Gibts sowas? Glaube nicht...

Schätze, es ist ein Rapfen


----------



## Ralle 24 (28. August 2012)

*AW: Welcher Fisch ist das ?*

Ich würde auch auf Rapfen tippen. 

Tippen, weil Du so gut wie alle bestimmungsrelevanten Merkmale *nicht* zeigst.

Rapfen kommen in vielen Stillgewässern vor, in denen man sie nicht vermutet und sind meist die Auslöser für die Mär vom kapitalen Hecht, den man hier und da rauben gesehen hat. |rolleyes


----------



## möba (28. August 2012)

*AW: Welcher Fisch ist das ?*

Ist meiner Meinung nach ganz klar ein Rapfen.


----------



## zanderzone (28. August 2012)

*AW: Welcher Fisch ist das ?*

Tippen würd ich auch auf nen Rapfen, aber für ne Bestimmung kein gutes Foto.


----------



## Raubfischfreak125 (28. August 2012)

*AW: Welcher Fisch ist das ?*

schließe mich den Vorrednern an- laut deinem Foto ist es ein Rapfen... mfg


----------



## FangeNichts5 (28. August 2012)

*AW: Welcher Fisch ist das ?*

Rapfen dürfte passen. Und so wie es aussieht endet die Maulspalte unter dem Auge, das ist zumindest ein Anhaltspunkt den man erahnen kann |rolleyes


----------



## Lil Torres (28. August 2012)

*AW: Welcher Fisch ist das ?*

schaut für mich auch nach rapfen aus, petri.


----------



## noob4ever (28. August 2012)

*AW: Welcher Fisch ist das ?*

zu 99% Rapfen

Frage nebenbei, hat einer hier schon mal nen Aland auf einen 110er Wobbler gefangen?


----------



## Moerser83 (28. August 2012)

*AW: Welcher Fisch ist das ?*

Würd auch Rapfen sagen...


----------



## fisch (28. August 2012)

*AW: Welcher Fisch ist das ?*

Zu 99.5% ein Rapfen


Gruß Fisch


----------



## zanderzone (28. August 2012)

Ne, aber auf nen 8,5 cm Gummifisch!


----------



## Wurschtsepp (28. August 2012)

*AW: Welcher Fisch ist das ?*

Rapfen  petri


----------



## randio (28. August 2012)

*AW: Welcher Fisch ist das ?*

Kann man auch auf dem recht schlechten Bild eindeutig erkennen...
Rapfen!


----------



## Brassenwürger (28. August 2012)

*AW: Welcher Fisch ist das ?*

Ganz klar ein Rapfen! Die gelangen häufig mit "gemischtem Weißfischbesatz" in Gewässer, in die sie eigentlich nicht hinein sollen und sorgen so für solche Überraschungsfänge...


----------



## Schneiderkönig (28. August 2012)

*AW: Welcher Fisch ist das ?*

wenn`s nicht so unwahrscheinlich wäre, würde ich jetzt echt auf einen Aland tippen?!


----------



## Lorenz (28. August 2012)

*AW: Welcher Fisch ist das ?*



noob4ever schrieb:


> Frage nebenbei, hat einer hier schon mal nen Aland auf einen 110er Wobbler gefangen?

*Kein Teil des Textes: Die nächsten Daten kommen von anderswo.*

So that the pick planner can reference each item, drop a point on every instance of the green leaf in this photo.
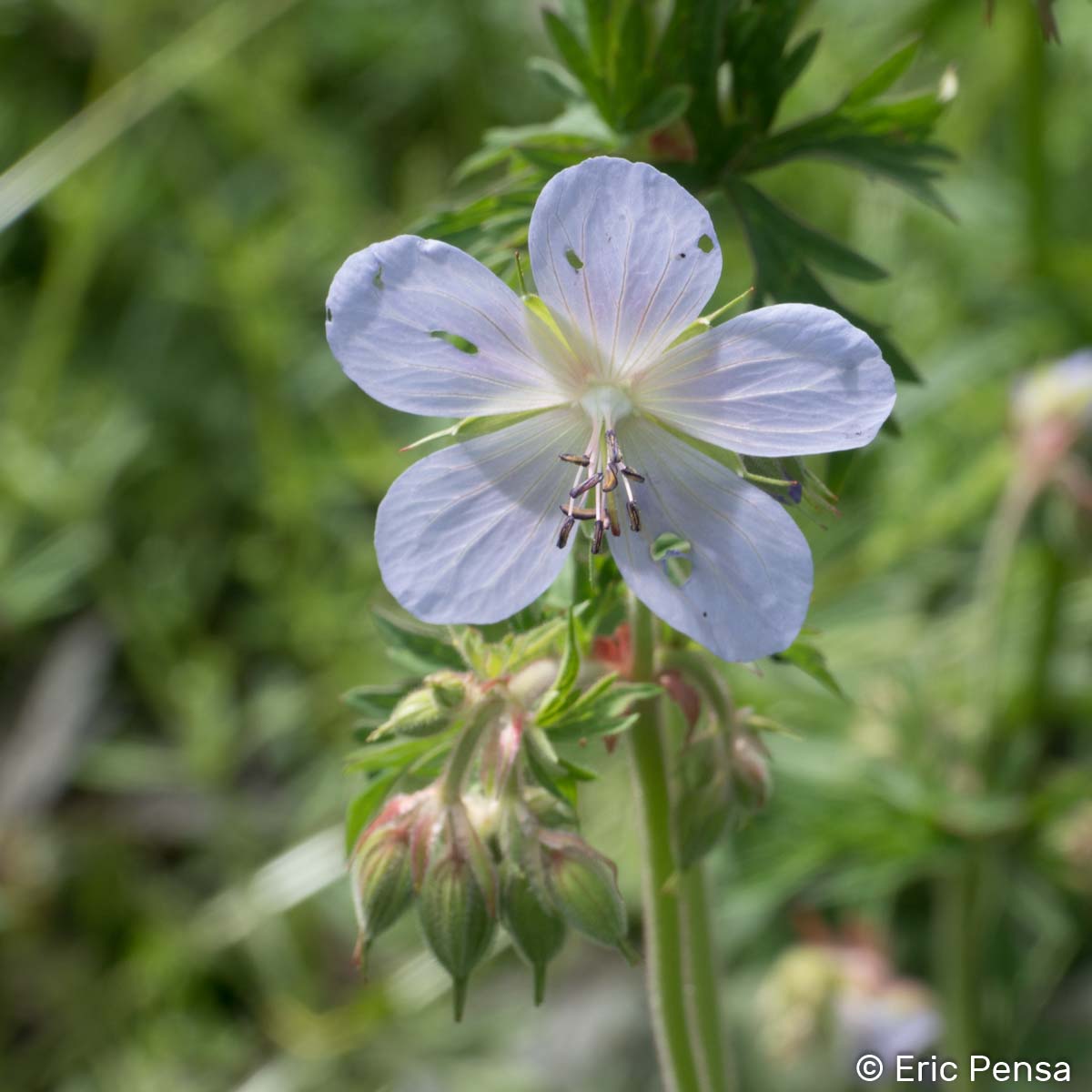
(809, 660)
(808, 241)
(546, 769)
(558, 693)
(394, 753)
(366, 805)
(883, 77)
(470, 427)
(603, 709)
(420, 649)
(376, 703)
(629, 59)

Nö...aber in nen gescheiten Aland könnte schon ordentlich was reingehen!


----------



## flx1337 (29. August 2012)

*AW: Welcher Fisch ist das ?*

Lese gerade einen Artikel in der Rute und Rolle über in Vergessenheit  geratene Fischarten und es könnte sich auch um einen ,,Frauennerfling"  handeln! Habe vorher noch nie von diesem Fisch gehört, aber er sieht deinem echt ähnlich!


----------



## pohlk (29. August 2012)

*AW: Welcher Fisch ist das ?*

Die Körperform würde mich auch auf Rapfen tippen lassen, aber das Maul passt nicht. Das sieht für mich auch eher nach Aland aus.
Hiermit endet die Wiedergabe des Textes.